そうなったらファティアだってあの家に暮らし続けるわけにはいかないから、少なくともまとまった貯金ができるまではアシェルに新たな住まいの確保をしてもらうことになるだろう。
(お互いに別の仕事をして……別の場所で暮らすことになるんだから、そりゃあ、なかなか会えないよね……)
二人は恋人でもなければ、兄妹でもない。
唯一ファティアとライオネルにある繋がりといえば、師弟関係だということだけだ。
(弟子として、時々会ってもらうことくらいはできるかな……。忙しいかな……)
──でも、これからもライオネルさんと会いたい ……。
(ああ、私っていつからこんなに貪欲になったんだろう。……全然、良い子じゃない)
ライオネルはよく褒めてくれていたけれど、国のために働くことを躊躇する理由が好きな人に会えなくなるからなんて、とんでもない話しだとファティアは思う。
「──ねぇ、ファティア」
ファティアが考え込んでいると、耳に届いたのは真剣味を含んだライオネルの声だった。
ファティアはライオネルの顔を見ながら、「どうかしましたか?」と問いかける。
「急で悪いんだけど、師弟関係やめない……?」
「えっ」
唯一の繋がりを断ち切りたいと言うライオネルに、ファティアからは上擦った声が漏れた。
(どうして……? やっぱりこれから、なかなか会えなくなるから? それとも今後は会う気がないから……?)

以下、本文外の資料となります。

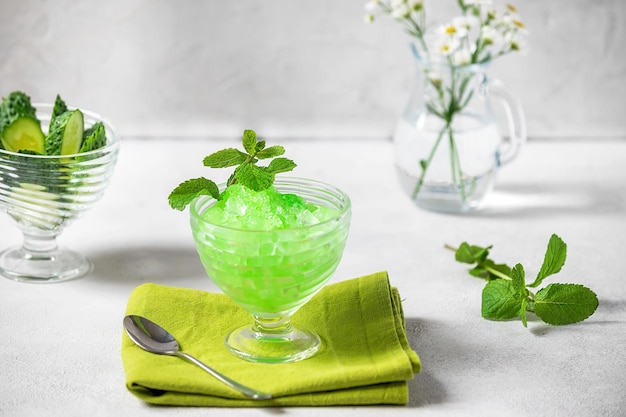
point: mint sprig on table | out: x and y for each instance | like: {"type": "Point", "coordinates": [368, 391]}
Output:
{"type": "Point", "coordinates": [247, 172]}
{"type": "Point", "coordinates": [507, 295]}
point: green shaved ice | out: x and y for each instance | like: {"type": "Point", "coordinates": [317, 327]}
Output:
{"type": "Point", "coordinates": [243, 208]}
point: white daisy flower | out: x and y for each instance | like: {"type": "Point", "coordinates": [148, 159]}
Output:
{"type": "Point", "coordinates": [462, 56]}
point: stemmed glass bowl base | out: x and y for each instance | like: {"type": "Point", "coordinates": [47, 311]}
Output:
{"type": "Point", "coordinates": [254, 345]}
{"type": "Point", "coordinates": [54, 266]}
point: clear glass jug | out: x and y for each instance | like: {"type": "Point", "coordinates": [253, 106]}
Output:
{"type": "Point", "coordinates": [448, 145]}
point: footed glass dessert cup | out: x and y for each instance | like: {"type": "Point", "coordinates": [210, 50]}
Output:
{"type": "Point", "coordinates": [43, 194]}
{"type": "Point", "coordinates": [272, 273]}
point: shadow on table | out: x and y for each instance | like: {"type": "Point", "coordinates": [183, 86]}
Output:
{"type": "Point", "coordinates": [551, 199]}
{"type": "Point", "coordinates": [425, 388]}
{"type": "Point", "coordinates": [135, 265]}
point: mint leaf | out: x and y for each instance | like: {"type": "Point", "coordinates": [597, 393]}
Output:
{"type": "Point", "coordinates": [560, 304]}
{"type": "Point", "coordinates": [501, 300]}
{"type": "Point", "coordinates": [470, 254]}
{"type": "Point", "coordinates": [254, 177]}
{"type": "Point", "coordinates": [281, 165]}
{"type": "Point", "coordinates": [518, 277]}
{"type": "Point", "coordinates": [553, 261]}
{"type": "Point", "coordinates": [225, 158]}
{"type": "Point", "coordinates": [249, 141]}
{"type": "Point", "coordinates": [270, 152]}
{"type": "Point", "coordinates": [186, 192]}
{"type": "Point", "coordinates": [247, 173]}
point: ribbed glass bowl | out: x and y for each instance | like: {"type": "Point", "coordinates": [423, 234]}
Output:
{"type": "Point", "coordinates": [273, 273]}
{"type": "Point", "coordinates": [43, 194]}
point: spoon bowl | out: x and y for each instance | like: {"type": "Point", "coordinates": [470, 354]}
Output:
{"type": "Point", "coordinates": [155, 339]}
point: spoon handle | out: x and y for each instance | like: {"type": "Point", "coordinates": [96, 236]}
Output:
{"type": "Point", "coordinates": [247, 391]}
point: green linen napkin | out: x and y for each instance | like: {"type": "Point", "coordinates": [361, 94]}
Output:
{"type": "Point", "coordinates": [365, 357]}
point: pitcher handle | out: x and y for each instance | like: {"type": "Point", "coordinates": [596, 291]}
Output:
{"type": "Point", "coordinates": [515, 118]}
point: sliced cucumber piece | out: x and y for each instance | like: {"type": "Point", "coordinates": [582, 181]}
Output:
{"type": "Point", "coordinates": [95, 137]}
{"type": "Point", "coordinates": [24, 134]}
{"type": "Point", "coordinates": [66, 134]}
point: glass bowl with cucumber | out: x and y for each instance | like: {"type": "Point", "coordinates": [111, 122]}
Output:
{"type": "Point", "coordinates": [56, 162]}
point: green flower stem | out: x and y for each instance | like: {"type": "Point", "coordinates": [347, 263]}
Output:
{"type": "Point", "coordinates": [420, 182]}
{"type": "Point", "coordinates": [456, 166]}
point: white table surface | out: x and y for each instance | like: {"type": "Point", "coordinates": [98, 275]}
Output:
{"type": "Point", "coordinates": [60, 343]}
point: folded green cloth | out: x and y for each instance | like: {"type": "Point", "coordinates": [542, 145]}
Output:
{"type": "Point", "coordinates": [365, 357]}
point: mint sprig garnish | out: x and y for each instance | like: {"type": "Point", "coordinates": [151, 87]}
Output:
{"type": "Point", "coordinates": [507, 296]}
{"type": "Point", "coordinates": [247, 172]}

ライオネルの手がそっとファティアの手を包み込む。その手に触れられるといつもどきどきしていたけれど、今ばかりはそんな感情が分からなくて。
代わりに、ファティアが悲しみに心を支配されそうになった、その時だった。
「ファティアとは師匠と弟子じゃなくて、恋人になりたい」
頬を僅かに赤く染めながらそう告げるライオネルに、ファティアは目を丸くした。